Here we are starting another season of Lent, where Catholics the world over give up something they like for 40 days in an effort to honor the sacrifice Jesus made for everyone. Sean has given up the computer. Erin is TV-free. Duncan put aside the chocolate.
What have I given up? Nothing.
It’s not for lack of faith or gratitude. It’s not even the move of a curmudgeon who doesn’t like to follow the rules. It’s just that I’ve given up everything already.
I no longer smoke.
I no longer drink.
I don’t eat flour or sugar, which means I don’t eat candy.
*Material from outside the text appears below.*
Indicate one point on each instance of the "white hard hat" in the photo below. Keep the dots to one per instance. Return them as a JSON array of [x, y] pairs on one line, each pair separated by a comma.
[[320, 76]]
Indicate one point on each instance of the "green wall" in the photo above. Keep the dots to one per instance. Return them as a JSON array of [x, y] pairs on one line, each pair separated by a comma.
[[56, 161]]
As for giving up coffee, my family won’t let me. They fear the monster I would become (not that I’d ever give up coffee anyway).
Instead, I’m going to try and build something: My communication skills.
You might be thinking that’s ridiculous. I communicate in this blog all the time, after all. I’ve told you about every skeleton in my closet.
The thing is, for all my ability with the written word, I suck at face-to-face communication, especially when my mind is in a depressed fog. The folks who suffer the most for this are those closest to me.
I’ve tried hard to demolish the wall I hide behind when my mind isn’t right. But whenever I think I’ve made progress, shit happens and I find it’s taller and thicker than ever.
Far as I can tell, I do make progress, but then I take my eye off the wrecking ball and the wall rebuilds itself when I’m busy internalizing everything.
For all the sharing I do in this blog, sometimes it’s still ridiculously hard to open up to those closest to me. One reason is that I’m still a selfish bastard sometimes. I get so wrapped up in my work and feelings that it becomes almost impossible to see someone else’s side of things.
I also don’t like to be in a situation where there’s yelling. There was plenty of that growing up, and I tend to avoid arguments with loved ones at all costs. Putting up a wall can be a bitch for any relationship, because sooner or later bad feelings will race at that wall like a drunk behind the wheel of a Porsche and slam right into it. Some bricks in the wall crack and come loose, but by then it can be too late. Relationships are totaled.
I’m starting to believe this is a chronic condition hardened by my early history. But that doesn’t mean I’m going to sit here and accept it.
Working on that communication is like building a better wrecking ball to smash the wall with. It’s a goal worthy of Lent, methinks.
I’ll keep you posted on my progress.